I am writing this having set up and run a frontline charity, Little Village, for the last five years. This quote from Adrienne Maree Brown really matters: I do not believe we could have had the impact or reach we’ve achieved in that time unless our work had been guided very explicitly by love, rather than by winning. Love is one of our values (the others are solidarity, sustainability and thriving) and it reaches into every part of our work. It guides how we interact with families coming for help and we train our volunteers into what love in action looks like.

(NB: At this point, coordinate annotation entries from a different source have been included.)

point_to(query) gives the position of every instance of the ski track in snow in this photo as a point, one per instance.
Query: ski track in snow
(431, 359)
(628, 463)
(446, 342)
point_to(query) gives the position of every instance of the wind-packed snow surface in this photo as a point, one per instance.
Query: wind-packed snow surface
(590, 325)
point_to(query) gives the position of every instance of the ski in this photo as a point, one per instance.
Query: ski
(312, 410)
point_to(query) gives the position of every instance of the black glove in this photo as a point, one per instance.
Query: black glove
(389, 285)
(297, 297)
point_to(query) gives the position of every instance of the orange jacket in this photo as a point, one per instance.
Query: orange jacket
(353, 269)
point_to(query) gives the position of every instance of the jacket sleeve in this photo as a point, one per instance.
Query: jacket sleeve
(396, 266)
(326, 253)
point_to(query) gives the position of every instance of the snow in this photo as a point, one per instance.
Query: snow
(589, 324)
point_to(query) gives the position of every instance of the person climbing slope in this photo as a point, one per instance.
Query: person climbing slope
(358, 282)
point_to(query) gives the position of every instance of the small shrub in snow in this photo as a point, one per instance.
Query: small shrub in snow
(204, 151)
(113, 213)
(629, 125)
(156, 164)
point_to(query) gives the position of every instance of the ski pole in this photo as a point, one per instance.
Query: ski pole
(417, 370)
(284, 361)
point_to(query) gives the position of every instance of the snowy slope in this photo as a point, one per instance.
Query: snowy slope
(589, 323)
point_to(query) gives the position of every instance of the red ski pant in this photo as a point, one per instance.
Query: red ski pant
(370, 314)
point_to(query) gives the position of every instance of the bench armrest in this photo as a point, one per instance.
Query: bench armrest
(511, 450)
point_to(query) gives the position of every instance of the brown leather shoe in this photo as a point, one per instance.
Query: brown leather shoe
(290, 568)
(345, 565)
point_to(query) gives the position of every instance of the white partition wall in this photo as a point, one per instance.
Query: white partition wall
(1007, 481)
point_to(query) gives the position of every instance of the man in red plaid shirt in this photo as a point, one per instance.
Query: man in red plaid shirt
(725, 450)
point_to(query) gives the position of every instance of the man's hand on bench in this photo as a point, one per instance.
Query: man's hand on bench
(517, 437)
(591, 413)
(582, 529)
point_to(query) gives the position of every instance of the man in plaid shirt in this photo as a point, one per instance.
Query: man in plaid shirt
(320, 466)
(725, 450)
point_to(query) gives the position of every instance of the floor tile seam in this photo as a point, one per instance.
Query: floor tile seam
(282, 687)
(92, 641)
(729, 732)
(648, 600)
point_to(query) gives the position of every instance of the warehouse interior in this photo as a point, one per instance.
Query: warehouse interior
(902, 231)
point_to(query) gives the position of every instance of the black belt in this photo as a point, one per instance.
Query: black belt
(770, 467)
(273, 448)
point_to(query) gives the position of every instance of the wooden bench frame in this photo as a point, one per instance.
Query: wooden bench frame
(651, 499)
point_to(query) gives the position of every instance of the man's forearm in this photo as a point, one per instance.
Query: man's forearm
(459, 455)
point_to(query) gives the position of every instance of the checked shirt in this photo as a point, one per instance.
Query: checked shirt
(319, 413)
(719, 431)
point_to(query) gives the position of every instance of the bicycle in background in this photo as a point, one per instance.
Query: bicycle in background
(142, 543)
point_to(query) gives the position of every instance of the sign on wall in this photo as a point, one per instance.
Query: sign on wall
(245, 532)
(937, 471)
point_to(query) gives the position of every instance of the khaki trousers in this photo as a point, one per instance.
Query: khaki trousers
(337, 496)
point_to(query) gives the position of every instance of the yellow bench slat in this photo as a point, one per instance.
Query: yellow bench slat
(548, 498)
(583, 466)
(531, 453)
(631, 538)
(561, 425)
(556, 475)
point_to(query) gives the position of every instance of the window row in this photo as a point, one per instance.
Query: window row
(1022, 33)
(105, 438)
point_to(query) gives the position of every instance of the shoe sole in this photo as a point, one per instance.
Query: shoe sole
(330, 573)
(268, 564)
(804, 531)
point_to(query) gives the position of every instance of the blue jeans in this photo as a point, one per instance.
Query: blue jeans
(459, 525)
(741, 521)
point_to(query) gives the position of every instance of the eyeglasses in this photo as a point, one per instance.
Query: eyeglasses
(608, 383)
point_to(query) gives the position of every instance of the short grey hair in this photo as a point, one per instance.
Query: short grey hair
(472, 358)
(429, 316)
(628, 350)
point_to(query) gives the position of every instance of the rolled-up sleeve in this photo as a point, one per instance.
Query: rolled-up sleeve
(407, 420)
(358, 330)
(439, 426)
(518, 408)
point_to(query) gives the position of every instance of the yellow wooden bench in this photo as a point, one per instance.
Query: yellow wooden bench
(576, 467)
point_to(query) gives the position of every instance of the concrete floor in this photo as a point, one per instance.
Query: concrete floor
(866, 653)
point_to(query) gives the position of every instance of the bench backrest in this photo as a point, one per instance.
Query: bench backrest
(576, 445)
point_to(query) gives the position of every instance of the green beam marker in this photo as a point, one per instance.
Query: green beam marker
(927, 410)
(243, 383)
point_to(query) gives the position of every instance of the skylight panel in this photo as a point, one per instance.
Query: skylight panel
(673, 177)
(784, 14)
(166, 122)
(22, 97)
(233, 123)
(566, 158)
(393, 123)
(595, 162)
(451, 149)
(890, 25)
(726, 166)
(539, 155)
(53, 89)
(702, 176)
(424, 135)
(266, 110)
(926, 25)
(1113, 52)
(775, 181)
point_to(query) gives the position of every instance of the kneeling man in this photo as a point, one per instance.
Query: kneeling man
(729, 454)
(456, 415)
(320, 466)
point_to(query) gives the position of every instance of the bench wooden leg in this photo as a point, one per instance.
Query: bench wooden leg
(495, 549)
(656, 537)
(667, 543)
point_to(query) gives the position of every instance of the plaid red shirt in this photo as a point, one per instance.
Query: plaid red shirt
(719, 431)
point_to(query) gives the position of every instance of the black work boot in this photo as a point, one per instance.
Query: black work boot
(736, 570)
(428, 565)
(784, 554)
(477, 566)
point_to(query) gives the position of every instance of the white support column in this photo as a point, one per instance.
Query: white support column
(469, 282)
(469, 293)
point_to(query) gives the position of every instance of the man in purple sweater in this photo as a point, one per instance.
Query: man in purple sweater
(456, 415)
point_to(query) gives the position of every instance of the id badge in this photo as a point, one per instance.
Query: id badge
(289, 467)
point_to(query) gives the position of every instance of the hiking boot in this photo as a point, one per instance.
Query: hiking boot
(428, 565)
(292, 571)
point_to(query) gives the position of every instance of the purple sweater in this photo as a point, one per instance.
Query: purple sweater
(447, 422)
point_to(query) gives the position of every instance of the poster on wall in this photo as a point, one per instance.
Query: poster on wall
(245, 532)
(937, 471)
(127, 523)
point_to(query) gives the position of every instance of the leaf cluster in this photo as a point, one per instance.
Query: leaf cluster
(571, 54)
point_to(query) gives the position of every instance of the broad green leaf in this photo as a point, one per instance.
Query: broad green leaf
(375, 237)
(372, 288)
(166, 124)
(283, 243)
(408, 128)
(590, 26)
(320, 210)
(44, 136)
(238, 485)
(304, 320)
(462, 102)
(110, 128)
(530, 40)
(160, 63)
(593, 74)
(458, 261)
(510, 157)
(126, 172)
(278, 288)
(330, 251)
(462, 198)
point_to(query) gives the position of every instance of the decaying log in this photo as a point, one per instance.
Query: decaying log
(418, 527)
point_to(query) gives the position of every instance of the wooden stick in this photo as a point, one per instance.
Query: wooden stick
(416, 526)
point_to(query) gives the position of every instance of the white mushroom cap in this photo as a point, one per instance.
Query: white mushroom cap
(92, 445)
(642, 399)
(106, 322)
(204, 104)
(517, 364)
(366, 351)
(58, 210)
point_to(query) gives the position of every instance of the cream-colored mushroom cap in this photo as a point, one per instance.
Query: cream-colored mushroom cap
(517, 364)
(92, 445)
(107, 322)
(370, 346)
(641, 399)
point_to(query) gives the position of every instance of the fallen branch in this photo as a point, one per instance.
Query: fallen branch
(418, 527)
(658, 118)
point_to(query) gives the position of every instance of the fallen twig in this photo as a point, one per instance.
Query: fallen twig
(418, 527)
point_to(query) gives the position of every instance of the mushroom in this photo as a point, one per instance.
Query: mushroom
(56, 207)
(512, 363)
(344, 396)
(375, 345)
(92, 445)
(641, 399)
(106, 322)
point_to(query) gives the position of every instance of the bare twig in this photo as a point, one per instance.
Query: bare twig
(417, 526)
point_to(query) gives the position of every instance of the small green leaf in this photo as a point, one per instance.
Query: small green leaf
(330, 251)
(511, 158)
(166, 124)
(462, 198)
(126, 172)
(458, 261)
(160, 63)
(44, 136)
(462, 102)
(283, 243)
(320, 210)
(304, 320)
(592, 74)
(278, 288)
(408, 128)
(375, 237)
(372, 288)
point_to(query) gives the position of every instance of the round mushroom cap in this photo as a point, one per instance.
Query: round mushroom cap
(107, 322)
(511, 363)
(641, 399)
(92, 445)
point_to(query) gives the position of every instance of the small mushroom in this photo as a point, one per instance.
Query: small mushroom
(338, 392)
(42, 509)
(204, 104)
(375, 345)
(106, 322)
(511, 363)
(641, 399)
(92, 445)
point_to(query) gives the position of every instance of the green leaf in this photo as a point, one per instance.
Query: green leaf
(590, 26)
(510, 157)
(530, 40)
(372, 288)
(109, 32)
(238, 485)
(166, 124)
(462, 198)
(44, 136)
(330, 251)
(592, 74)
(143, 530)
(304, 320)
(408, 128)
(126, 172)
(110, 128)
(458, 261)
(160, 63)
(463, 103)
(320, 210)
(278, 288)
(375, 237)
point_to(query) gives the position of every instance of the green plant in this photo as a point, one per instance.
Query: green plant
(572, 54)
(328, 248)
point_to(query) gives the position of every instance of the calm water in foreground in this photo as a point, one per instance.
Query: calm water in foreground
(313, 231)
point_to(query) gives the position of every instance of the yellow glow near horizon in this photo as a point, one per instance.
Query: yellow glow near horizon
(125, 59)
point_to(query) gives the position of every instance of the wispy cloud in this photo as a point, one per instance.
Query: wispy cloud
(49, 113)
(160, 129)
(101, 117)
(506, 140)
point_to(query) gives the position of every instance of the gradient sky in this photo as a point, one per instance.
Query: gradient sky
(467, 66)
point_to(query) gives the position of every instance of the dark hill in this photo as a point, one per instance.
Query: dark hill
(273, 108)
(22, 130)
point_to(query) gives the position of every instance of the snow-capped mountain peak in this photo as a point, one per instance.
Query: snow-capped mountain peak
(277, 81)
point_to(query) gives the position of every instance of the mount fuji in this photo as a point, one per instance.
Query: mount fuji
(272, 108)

Love has always guided more than that for us though. It shapes how we connect with the beautiful world beyond our ‘formal’ organisational boundaries — our volunteers, donors, supporters and collaborators. As I describe in this post, by connecting generously, and with love, everyone grows together. It’s meant we’ve been able to meet in a place of possibility and dreams, not defensiveness, and build the work from there.

Patterns for Change behaviour 7: Connect Generously. Written in black copy on a grey background with a purple circle made up of hand drawn dots.

The warrior and the lover

At Little Village, we teach our volunteers about two of Jung’s classic archetypes, the warrior and the lover. First, try standing as the warrior: put your hands on your hips, clench your jaw and look to the distance, poised and ready for the battle. Really connect with what it feels to be in this position. Next, shift your position to that of the lover: relax your jaw, stand tall, and hold your hands out in front of you, palms turned upwards and fists unclenched. Imagine looking a person opposite you directly in the eye — really seeing them and appreciating them as a lover would. Notice the contrast and what becomes possible in this second position.

We train our volunteers to stand as the lover. This is how they welcome families visiting Little Village for support. It is incredible to see people’s shoulders drop as they enter the room and realise they don’t need to fight for help. It is moving to see the conversation and trust emerge as people — volunteers and families we’re supporting alike — realise that they are just talking to another parent who sitting opposite them, sharing stories about kids that won’t sleep, or swapping tips about how to distract them when they’re grumpy.

As leaders, we also need to stand as lovers, not warriors, if we want to tap into the rich, fertile abundance that exists beyond our organisations. Hold your hands out in front of you; look outwards with hope and love. Trust me, you will see more from here than you ever will if you stand as the warrior. With the lover, you contain the expansiveness of a possibility for connection, rather than the warrior’s fixed position or belief. You bring curiosity, not fear.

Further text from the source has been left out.